When:
Wednesday, January 31, 2018
4:00 PM - 6:00 PM CT
Where: Scott Hall, Room 201, 601 University Place, Evanston, IL 60208 map it
Audience: Faculty/Staff - Student - Public - Post Docs/Docs - Graduate Students
Contact:
Rebecca Shereikis
(847) 491-2598
Group: Institute for the Study of Islamic Thought in Africa (ISITA)
Category: Academic
Speakers:
Ousmane Oumar Kane, Prince Alwaleed Bin Talal Professor of Contemporary Islamic Religion and Society, Harvard Divinity School
Charles Stewart, professor emeritus of history, University of Illinois at Urbana-Champaign
Discussant: Robert Launay (anthropology, Northwestern)
Description:
The “ancient manuscripts of Timbuktu” have become powerful symbols of the existence of a written tradition of erudition in West Africa, long denied or obscured by the perception of Africa as the continent of orality. While recognizing Timbutku’s significance, our symposium speakers contend that we must place Timbuktu and its manuscripts in the broader context of West African Islamic intellectual history.

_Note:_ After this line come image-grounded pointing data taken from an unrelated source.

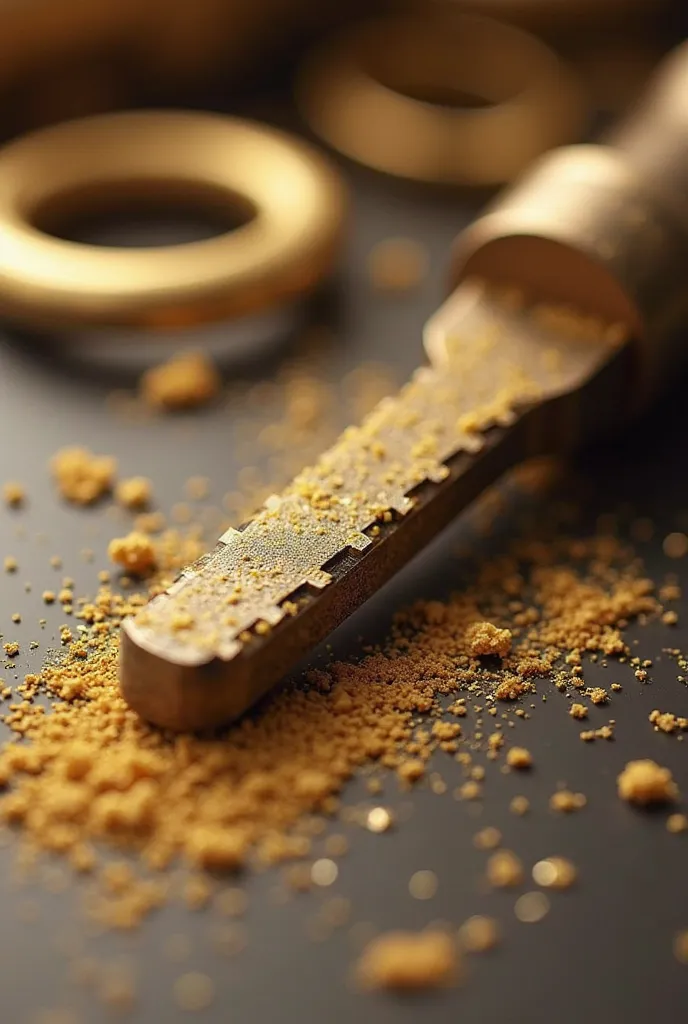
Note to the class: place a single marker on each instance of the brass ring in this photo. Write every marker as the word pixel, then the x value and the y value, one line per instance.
pixel 370 94
pixel 294 196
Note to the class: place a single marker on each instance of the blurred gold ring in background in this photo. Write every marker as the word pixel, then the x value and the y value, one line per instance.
pixel 379 94
pixel 292 200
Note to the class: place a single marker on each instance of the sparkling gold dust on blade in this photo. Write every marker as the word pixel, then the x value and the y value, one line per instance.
pixel 243 614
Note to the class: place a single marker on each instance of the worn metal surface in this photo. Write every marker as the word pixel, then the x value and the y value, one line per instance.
pixel 232 625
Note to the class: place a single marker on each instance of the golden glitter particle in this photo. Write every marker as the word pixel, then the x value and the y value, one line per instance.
pixel 554 872
pixel 410 771
pixel 519 758
pixel 469 791
pixel 566 802
pixel 505 869
pixel 485 638
pixel 409 961
pixel 134 493
pixel 487 839
pixel 423 885
pixel 675 545
pixel 194 991
pixel 135 553
pixel 324 871
pixel 645 782
pixel 185 381
pixel 13 494
pixel 81 476
pixel 379 819
pixel 479 934
pixel 531 907
pixel 519 805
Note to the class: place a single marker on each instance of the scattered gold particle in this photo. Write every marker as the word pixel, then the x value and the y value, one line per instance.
pixel 646 782
pixel 423 885
pixel 479 934
pixel 531 907
pixel 412 770
pixel 667 722
pixel 135 553
pixel 397 264
pixel 519 805
pixel 81 476
pixel 185 381
pixel 505 869
pixel 554 872
pixel 469 791
pixel 194 991
pixel 135 493
pixel 409 961
pixel 379 819
pixel 675 545
pixel 487 839
pixel 519 758
pixel 484 638
pixel 324 871
pixel 566 802
pixel 13 494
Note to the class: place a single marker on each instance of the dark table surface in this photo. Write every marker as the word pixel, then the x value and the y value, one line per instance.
pixel 604 951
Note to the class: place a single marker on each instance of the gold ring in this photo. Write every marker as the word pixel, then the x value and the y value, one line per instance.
pixel 379 94
pixel 292 197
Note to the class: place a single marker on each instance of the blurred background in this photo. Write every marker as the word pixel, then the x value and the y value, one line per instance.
pixel 61 58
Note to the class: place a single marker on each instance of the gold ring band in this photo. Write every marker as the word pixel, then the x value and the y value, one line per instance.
pixel 370 94
pixel 294 197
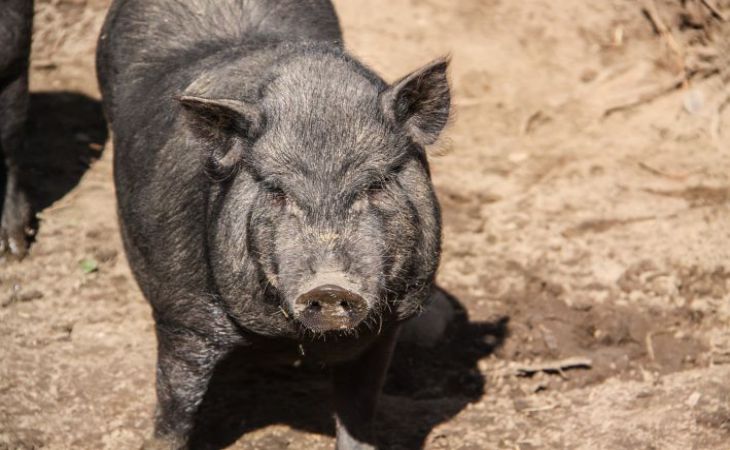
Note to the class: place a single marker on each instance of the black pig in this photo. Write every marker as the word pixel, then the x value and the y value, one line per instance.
pixel 16 25
pixel 273 194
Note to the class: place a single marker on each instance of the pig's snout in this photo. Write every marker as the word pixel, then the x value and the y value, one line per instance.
pixel 330 307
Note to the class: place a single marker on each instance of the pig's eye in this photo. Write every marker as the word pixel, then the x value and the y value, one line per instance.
pixel 277 195
pixel 376 190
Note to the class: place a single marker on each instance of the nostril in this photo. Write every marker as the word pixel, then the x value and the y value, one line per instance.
pixel 314 306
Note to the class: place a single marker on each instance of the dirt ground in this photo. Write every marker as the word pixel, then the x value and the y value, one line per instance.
pixel 586 200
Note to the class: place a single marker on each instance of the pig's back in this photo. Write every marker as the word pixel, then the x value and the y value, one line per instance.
pixel 146 42
pixel 149 52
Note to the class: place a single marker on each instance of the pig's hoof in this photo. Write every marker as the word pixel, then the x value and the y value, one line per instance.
pixel 14 241
pixel 16 227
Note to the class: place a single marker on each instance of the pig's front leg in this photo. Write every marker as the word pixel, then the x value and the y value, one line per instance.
pixel 357 385
pixel 185 363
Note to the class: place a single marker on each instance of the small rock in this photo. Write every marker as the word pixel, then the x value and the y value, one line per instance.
pixel 693 400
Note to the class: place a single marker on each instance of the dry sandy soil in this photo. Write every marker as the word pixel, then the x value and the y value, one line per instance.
pixel 577 225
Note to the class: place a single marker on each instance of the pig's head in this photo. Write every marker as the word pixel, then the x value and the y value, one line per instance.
pixel 321 192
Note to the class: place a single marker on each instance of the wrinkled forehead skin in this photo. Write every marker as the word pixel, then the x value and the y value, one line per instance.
pixel 325 132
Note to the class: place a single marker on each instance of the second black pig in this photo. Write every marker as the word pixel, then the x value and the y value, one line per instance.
pixel 274 194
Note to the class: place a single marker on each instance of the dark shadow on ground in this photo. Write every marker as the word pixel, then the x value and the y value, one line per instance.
pixel 425 387
pixel 66 133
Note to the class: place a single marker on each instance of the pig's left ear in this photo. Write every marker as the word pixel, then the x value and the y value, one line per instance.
pixel 420 102
pixel 231 125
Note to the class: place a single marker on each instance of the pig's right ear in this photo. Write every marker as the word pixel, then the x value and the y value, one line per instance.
pixel 420 102
pixel 230 125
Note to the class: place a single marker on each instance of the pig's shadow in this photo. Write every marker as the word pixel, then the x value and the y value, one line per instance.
pixel 424 387
pixel 66 132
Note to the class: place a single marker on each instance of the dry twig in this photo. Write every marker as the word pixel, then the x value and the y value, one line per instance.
pixel 555 366
pixel 714 10
pixel 648 96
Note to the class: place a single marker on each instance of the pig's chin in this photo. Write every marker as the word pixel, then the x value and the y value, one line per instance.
pixel 342 323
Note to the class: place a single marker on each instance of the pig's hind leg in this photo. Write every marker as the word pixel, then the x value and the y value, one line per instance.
pixel 357 386
pixel 16 208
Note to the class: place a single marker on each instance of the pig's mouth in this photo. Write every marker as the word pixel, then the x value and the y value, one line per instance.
pixel 329 308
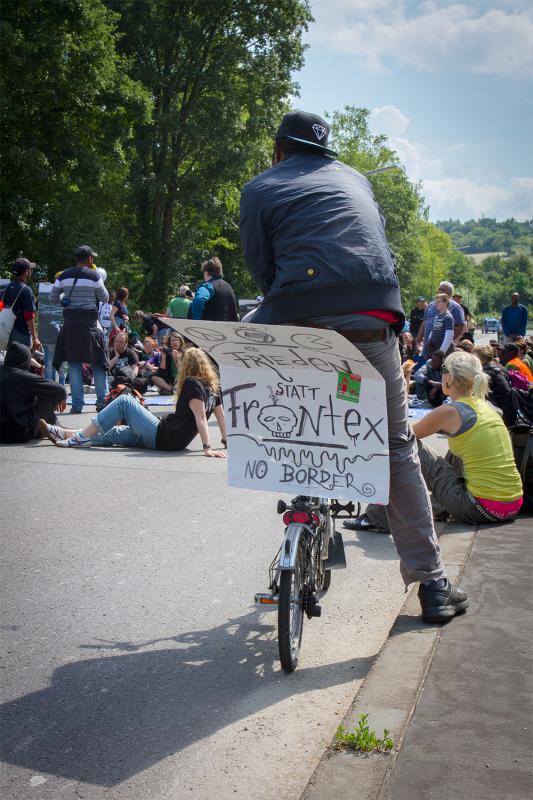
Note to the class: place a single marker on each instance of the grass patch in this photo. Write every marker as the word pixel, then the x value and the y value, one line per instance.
pixel 362 739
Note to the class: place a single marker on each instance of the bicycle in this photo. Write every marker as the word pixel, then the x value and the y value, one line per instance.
pixel 300 573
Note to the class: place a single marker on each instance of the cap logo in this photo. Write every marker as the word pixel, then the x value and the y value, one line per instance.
pixel 320 131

In Beyond Timbuktu: An Intellectual History of Muslim West Africa (Harvard University Press, 2016), Ousmane Kane traces the breadth and depth of the intellectual tradition in West Africa and its educational system, demonstrating its vitality and versatility, but also its importance to understanding current issues facing West African nation states. Charles Stewart (emeritus, University of Illinois) compares Timbuktu’s literary output with that of the Hassaniyya-speaking region documented in his bibliography Arabic Writings of Mauritania and the Western Sahara (volume 5 in Brill’s Arabic Literature of Africa series), suggesting that claims of the scale and significance of Timbuktu’s scholarship have been exaggerated. Stewart argues that the mythology surrounding Timbuktu has obscured the more interesting story of the organic growth of a Saharan scholarly tradition in the Hassaniyya-speaking world with its locus in Saharan nomadic schools.
The ISITA Perspectives Symposium Series brings leading scholars of Islam in Africa to Northwestern for discussion of their recent books. Each symposium features two authors and a discussant.